For a lower Middle Class family of four, consisting of a husband, wife and two children, just purchasing the bare essentials of food like rice, wheat and cereal would be a tremendous drain on the wage-earner’s income that he can ill-afford. And this does not include “luxuries” like milk and coffee and sugar. Few lower middle class families can afford to provide milk to their children. Sugar is also becoming a luxury these days. India consumes 230 lakh tonnes of sugar annually but it is claimed that last year’s output was just 144 lakh tonnes. We now reportedly have shortfall of 70 lakh tonnes, but the maximum that sugar-exporting countries can provide is 50 lakh tonnes. There lies a problem. The landed price of sugar is Rs 38 per kg and the retail price should be Rs 45 per kg but the price is much higher. Why can’t India produce more of everything like rice, wheat, sugarcane etc? One reason why we can’t, it is argued, is that more and more farmers are leaving their villages to make it to the cities and urban areas. Another reason adduced is that of water scarcity and the uncertainties of the monsoon.
According to Arvind Panagariya, the share of agriculture in the total output has been declining rapidly, falling from 28.5 per cent in 1990-1991 to 16.5 per cent in 2005-2006. Between 1991 and 2001, the rural population fell from 79 per cent to 77 per cent and the proportion of population employed in farming fell from 67 to 58 per cent. And employment in the organised sector has not grown either. Panagariya says (India, the Emerging Giant) the Government of India has utterly failed “in delivery of such services as education, health and water.” But can we lay all the blame on the Government?

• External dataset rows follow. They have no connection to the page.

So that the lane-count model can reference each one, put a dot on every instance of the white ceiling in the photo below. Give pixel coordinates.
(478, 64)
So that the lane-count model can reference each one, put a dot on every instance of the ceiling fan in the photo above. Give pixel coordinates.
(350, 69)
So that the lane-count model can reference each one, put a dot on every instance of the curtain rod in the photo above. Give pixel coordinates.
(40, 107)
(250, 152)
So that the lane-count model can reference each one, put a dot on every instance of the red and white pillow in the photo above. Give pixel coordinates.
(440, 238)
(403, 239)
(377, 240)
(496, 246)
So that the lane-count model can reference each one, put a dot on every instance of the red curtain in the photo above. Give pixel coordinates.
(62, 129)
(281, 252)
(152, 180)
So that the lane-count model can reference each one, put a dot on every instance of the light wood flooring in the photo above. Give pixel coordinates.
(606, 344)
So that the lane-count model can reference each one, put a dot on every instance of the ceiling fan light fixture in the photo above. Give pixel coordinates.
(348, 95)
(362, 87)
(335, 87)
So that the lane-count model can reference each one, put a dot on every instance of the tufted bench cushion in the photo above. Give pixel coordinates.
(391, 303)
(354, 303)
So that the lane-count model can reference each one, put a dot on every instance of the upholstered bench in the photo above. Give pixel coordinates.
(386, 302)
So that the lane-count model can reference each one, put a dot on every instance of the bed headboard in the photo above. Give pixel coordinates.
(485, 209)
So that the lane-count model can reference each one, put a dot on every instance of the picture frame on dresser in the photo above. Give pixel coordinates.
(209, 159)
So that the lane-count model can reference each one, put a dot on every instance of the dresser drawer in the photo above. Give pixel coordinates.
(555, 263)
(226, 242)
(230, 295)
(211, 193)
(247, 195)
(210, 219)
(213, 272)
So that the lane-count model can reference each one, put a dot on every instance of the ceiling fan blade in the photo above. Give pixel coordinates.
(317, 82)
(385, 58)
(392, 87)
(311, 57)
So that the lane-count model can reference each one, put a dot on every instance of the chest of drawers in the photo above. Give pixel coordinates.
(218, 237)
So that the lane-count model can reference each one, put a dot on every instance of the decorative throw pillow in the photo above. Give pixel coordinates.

Take the case of farmers’ suicides. It may surprise many to learn that debt burden is about the least, percentage-wise (2.65) for suicide. Shockingly, habits like drinking, gambling and over-spending is the largest reason (20.35 per cent). Next comes failure of crops (17.81 per cent). Among other reasons are Chit funds (15.04 per cent) family problems (13.27 per cent), marriage of daughter (5.31 per cent) and price crash (2.65 per cent) and borrowing beyond repaying capacity (2.65 per cent ).
What all these indicate is that we have to take a fresh look at all the problems facing aam aadmi and look at the Common Man’s woes from many angles in order to provide him with the needed succour. And this calls for deep introspection not only in government circles but in all political parties that pretend to fight for aam aadmi. The problems are multi-faceted, and so should be the solutions. After sixty odd years of Independence, no government can afford to provide excuses.